Listening to music involves not just hearing successive sounds but also expecting future events on the basis of previous events. Western tonal music contains complex regularities that elicit expectations about future musical events. Musical regularities are based both on simple patterns like tone repetition, melodic contour and interval size, and more abstract patterns like tonal structure. The former elicit low-level, bottom-up expectations (referred to hereafter as sensory expectations), and the latter elicit cognitive, knowledge-based expectations (referred to hereafter as cognitive expectations). Numerous studies have highlighted the role of tonal structure on musical processing (see Bigand & Poulin-Charronnat, 2006; Francès, 1958; Krumhansl, 1990; Tillmann, Bharucha, & Bigand, 2000 for reviews). One of the key findings was that even nonmusicians have acquired implicit knowledge of the abstract regularities defining tonal structure, and that this knowledge allows for cognitive tonal expectancy formation. However, it remains to be shown which levels of music processing are influenced by cognitive expectations and whether these expectations can have perceptual effects. Our present study investigates the influence of listeners’ tonal expectations on pitch processing. Using musical material whose perception invokes listeners’ tonal knowledge allows us to investigate the influence of higher level, top-down processes on low-level perceptual processes. Studying perceptual effects of tonal expectations thus extends psychoacoustic research that investigates - in addition to the operation of peripheral processors - the influence of more “central factors” on sound processing (e.g., Watson & Foyle, 1985).

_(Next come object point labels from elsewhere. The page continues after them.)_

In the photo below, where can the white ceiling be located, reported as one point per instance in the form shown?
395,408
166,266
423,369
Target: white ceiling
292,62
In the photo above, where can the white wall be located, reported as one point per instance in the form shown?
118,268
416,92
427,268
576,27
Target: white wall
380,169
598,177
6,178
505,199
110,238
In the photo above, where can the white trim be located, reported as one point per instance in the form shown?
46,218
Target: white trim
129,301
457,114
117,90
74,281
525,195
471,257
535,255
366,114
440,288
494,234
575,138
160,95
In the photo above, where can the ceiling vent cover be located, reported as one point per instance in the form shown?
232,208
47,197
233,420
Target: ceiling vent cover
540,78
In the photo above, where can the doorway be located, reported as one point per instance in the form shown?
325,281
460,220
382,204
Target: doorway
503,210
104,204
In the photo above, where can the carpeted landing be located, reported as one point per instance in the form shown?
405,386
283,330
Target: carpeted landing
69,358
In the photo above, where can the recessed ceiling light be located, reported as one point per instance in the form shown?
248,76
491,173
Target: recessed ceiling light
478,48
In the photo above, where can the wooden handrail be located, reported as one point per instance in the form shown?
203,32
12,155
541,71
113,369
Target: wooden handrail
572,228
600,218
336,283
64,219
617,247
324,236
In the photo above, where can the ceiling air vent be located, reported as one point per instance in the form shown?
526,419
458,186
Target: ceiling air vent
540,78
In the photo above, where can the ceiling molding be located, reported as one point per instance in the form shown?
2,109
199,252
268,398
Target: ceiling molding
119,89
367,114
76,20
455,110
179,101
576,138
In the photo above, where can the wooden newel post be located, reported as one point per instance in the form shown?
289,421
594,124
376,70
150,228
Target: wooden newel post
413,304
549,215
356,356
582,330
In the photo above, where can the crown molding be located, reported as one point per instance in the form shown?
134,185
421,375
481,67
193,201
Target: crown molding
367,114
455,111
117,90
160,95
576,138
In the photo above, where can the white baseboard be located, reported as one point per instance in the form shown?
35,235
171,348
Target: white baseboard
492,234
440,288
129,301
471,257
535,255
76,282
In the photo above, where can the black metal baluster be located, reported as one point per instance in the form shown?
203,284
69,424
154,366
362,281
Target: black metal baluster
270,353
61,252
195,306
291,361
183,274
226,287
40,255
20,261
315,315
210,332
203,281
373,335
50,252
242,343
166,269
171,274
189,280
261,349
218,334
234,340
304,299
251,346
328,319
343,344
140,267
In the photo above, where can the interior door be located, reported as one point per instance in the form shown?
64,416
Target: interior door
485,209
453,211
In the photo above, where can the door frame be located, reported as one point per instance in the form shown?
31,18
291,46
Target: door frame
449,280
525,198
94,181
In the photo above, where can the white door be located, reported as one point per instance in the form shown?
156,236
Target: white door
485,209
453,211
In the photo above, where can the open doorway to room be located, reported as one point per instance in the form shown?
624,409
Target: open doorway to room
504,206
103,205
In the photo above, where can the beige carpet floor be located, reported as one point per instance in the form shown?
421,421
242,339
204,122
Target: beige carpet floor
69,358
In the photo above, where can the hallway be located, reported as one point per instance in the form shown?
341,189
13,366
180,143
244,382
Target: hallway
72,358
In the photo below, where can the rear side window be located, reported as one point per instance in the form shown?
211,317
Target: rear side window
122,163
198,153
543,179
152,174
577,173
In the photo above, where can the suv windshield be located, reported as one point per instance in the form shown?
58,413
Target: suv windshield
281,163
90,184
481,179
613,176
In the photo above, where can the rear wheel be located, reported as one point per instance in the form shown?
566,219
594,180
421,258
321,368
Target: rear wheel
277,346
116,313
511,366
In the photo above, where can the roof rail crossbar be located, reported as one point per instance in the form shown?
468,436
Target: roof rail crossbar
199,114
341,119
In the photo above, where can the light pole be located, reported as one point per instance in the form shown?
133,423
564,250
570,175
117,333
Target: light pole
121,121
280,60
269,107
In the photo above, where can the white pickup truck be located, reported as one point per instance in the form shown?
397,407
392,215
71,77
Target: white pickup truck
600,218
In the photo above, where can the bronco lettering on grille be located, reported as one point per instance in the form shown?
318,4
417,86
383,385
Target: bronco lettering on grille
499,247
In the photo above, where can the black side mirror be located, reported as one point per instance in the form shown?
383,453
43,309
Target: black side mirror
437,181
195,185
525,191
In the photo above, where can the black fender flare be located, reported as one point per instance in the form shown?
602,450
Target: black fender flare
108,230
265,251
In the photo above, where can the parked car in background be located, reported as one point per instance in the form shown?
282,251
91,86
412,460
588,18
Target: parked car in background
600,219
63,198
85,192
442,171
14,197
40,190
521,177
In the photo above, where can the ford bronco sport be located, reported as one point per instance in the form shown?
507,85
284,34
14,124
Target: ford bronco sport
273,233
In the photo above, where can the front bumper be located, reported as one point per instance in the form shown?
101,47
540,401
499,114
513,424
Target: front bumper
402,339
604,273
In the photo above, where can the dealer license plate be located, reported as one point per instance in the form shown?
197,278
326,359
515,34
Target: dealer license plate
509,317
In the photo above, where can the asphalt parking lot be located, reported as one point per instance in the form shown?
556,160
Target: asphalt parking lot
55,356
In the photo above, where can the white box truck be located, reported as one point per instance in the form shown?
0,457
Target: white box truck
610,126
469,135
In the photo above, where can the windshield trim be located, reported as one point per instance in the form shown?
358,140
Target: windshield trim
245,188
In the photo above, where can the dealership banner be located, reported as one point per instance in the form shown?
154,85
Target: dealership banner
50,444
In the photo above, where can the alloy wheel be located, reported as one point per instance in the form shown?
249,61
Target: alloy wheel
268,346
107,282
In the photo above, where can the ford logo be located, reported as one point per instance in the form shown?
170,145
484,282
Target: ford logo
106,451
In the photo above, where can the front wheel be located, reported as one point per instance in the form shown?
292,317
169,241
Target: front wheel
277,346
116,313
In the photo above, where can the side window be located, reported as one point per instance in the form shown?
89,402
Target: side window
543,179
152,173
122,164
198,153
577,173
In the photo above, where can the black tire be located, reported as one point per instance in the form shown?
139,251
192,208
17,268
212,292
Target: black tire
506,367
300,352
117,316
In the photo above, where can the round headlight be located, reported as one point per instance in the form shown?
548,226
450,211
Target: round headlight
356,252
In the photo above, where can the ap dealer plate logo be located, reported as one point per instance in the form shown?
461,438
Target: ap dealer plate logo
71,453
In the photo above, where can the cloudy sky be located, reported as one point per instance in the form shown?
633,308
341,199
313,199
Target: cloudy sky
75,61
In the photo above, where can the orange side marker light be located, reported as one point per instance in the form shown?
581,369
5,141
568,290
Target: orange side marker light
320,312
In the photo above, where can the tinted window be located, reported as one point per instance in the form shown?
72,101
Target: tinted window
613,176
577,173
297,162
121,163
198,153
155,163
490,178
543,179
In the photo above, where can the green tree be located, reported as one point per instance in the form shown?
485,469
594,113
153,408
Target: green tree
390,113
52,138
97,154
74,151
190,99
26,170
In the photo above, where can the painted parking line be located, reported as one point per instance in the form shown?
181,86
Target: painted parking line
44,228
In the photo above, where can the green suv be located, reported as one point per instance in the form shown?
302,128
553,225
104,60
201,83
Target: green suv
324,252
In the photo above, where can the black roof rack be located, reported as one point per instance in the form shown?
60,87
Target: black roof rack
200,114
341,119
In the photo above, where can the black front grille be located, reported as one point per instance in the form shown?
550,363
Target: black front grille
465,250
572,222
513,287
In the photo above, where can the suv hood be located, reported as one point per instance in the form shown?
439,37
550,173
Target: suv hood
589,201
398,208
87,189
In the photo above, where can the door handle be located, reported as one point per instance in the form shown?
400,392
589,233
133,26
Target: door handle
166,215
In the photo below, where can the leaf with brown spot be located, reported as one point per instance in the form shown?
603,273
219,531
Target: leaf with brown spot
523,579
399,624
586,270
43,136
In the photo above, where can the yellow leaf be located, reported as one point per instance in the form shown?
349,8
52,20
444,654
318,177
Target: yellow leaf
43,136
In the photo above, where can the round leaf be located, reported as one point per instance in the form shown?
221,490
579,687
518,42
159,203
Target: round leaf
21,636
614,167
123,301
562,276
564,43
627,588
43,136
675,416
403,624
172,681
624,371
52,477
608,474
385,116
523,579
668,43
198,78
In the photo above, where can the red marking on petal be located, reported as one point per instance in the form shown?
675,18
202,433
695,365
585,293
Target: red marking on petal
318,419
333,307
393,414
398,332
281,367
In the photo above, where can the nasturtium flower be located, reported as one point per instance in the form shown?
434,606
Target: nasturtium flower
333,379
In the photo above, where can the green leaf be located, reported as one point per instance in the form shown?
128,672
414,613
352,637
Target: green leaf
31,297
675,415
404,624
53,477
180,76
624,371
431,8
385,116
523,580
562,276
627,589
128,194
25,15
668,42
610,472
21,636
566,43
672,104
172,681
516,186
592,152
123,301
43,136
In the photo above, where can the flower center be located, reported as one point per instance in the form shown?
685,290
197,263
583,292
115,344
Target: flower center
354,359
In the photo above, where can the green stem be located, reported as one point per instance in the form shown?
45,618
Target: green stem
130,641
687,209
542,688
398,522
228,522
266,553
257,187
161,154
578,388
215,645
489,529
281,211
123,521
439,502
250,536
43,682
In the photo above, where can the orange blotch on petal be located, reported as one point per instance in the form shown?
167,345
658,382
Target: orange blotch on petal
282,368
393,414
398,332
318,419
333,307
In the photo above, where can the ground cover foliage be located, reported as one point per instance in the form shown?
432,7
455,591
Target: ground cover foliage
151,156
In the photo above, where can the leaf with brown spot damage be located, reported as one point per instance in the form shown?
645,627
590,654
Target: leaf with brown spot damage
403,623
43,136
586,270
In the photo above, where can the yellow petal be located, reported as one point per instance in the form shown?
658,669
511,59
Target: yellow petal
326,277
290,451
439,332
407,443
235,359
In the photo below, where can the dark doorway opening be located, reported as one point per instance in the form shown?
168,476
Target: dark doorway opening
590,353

Cognitive expectations in music perception can be linked to the tonal structure of the Western musical system. Tonal structure refers to an abstract system of relations among musical tones, which can be described in terms of contextually determined probabilities of occurrence (including association strengths). In the Western tonal system, twelve pitch classes (C, C#/Db, D, D#/Eb, E, F, F#/Gb, G, G#/Ab, A, A#/Bb, B) are organized in subsets of seven that define tonalities (or keys). Inside a key, the seven pitch classes are hierarchically organized in accordance with the importance of their tonal function. The highest rank in tonal hierarchy is the tonic (i.e., the first degree of the musical scale), which is the most stable tonal function and represents the anchor point of a key (Krumhansl, 1990). The tonic usually serves as the terminal event in a musical phrase and produces a sense of closure and completion. In the tonal hierarchy, the tonic is followed by the dominant (the fifth degree of the scale), the mediant (third degree), the subdominant (fourth degree) and then the other in-key tones, with the leading tone (seventh degree) being at the lowest rank in tonal hierarchy among the in-key tones. Since the tonal system is based on a restricted set of twelve tones, the structural role of a given tone depends on the tonal hierarchy instilled by a given key context. The same tone occurs in several keys and its tonal role (i.e., its tonal function) changes depending on the other tones of the context and its underlying key. For example, the tone C functions as the tonic in the key of C major (when the subset of tones included in the scale is C, D, E, F, G, A, B), but as the subdominant (fourth degree) in the key of G major (used subset: G, A, B, C, D, E, F#). In what follows a tone that has a high rank in the tonal hierarchy of the context key (e.g., the tone C in C major) is referred to as related to the tonal context, and a tone with a lower rank (e.g., the tone C in G major) is referred to as less related to the tonal context.